La Francia e i cinque partner del Sahel – Burkina Faso, Ciad, Niger, Mali e Mauritania – (nella foto i capi di Stato) hanno concordato ieri di intensificare “immediatamente” la cooperazione militare per combattere l’espansione jihadista, “sotto il comando congiunto della Forza Barkhane e della Forza congiunta del G5 Sahel, individuando come priorità gruppi terroristici affiliati a Daesh”. La decisione è stata presa nel corso del vertice voluto dal presidente Emmanuel Macron a Pau, nel sud-ovest della Francia.

Sempre ieri Macron ha anche annunciato l’invio di altri 220 soldati nel Sahel. Un impegno in controtendenza rispetto a quello degli Stati Uniti che hanno invece ribadito di voler ridurre il numero di truppe dispiegate in Africa nei prossimi anni.
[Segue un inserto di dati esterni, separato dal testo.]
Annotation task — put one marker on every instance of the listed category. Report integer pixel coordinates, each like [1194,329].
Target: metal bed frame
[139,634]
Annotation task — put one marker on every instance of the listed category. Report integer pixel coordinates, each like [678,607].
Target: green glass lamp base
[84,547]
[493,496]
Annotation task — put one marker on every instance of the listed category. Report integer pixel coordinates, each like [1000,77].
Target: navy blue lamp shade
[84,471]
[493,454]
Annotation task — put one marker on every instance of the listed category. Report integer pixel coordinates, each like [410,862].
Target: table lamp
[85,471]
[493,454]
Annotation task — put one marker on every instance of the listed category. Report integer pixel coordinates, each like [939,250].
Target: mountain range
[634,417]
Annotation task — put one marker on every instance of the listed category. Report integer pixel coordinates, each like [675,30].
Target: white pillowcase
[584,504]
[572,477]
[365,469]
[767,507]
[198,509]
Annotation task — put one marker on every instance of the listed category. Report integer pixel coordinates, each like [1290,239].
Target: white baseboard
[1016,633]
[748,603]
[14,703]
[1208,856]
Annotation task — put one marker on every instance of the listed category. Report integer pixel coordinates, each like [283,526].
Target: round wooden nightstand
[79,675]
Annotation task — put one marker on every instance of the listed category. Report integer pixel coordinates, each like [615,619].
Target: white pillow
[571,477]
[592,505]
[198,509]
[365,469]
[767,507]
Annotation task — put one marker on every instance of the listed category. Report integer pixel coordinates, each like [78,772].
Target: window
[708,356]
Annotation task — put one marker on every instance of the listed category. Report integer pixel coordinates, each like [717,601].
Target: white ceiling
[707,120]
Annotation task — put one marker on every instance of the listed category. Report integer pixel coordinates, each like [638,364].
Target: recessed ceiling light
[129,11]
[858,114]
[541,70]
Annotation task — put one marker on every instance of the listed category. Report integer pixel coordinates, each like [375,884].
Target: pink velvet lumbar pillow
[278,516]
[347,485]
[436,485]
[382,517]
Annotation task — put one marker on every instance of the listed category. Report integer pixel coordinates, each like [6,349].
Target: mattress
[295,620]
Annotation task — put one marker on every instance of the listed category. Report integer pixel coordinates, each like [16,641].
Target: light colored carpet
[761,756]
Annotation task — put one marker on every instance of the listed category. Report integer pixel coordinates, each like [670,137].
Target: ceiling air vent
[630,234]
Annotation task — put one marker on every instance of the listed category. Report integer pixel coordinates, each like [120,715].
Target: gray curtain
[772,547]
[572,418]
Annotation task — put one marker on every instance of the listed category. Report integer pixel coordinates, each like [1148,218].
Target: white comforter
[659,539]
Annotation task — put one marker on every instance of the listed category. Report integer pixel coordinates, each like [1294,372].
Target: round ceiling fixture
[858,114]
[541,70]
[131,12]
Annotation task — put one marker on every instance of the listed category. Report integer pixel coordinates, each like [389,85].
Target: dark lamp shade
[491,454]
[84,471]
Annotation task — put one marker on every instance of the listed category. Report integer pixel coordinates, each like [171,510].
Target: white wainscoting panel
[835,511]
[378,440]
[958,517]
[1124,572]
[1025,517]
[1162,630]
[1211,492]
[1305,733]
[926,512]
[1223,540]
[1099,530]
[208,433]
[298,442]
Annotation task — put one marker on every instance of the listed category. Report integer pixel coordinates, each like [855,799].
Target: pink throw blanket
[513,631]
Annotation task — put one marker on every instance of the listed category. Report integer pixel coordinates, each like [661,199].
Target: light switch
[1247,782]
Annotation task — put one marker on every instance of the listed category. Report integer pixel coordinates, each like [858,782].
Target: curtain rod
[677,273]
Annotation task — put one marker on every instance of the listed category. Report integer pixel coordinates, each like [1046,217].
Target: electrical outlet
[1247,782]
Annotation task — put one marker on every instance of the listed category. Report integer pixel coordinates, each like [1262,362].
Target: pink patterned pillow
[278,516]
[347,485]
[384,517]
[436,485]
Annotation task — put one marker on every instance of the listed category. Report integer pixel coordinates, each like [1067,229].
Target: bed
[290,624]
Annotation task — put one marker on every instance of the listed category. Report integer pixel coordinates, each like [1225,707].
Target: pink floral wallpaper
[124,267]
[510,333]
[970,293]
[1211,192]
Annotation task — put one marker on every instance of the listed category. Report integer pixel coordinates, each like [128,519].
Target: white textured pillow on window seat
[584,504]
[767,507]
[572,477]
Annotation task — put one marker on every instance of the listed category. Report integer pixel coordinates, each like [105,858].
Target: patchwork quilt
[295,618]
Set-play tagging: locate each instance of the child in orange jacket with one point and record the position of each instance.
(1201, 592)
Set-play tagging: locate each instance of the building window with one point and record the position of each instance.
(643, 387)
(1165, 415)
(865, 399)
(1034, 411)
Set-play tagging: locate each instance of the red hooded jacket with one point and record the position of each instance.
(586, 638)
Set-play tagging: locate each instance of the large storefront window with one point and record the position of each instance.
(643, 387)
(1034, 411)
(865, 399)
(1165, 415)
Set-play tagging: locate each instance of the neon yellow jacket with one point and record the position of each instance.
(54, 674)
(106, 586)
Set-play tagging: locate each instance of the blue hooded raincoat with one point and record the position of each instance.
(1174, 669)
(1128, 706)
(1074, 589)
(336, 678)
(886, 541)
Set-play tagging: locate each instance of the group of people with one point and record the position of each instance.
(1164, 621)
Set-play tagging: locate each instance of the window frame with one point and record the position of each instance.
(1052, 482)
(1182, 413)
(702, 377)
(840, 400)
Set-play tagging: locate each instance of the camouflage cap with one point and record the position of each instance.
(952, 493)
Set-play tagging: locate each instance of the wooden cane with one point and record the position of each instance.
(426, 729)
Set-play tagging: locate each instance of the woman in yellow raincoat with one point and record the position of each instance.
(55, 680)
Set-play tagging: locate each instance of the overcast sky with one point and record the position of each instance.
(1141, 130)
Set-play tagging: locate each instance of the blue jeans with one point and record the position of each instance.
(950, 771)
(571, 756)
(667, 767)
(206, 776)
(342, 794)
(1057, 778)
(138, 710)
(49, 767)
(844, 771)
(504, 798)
Il capo dello stato maggiore congiunto degli Stati Uniti, generale Mark Milley, ha dichiarato che le risorse «potrebbero essere ridotte e poi spostate, sia per aumentare la prontezza della forza negli Stati Uniti continentali, sia per spostarsi verso il Pacifico». L’annuncio segue la richiesta del presidente Donald Trump, la scorsa settimana alla NATO, di fare di più in Medio Oriente.

Washington ha circa 7mila forze speciali in rotazione in Africa che svolgono operazioni congiunte con forze nazionali contro il terrorismo jihadista, in particolare in Somalia.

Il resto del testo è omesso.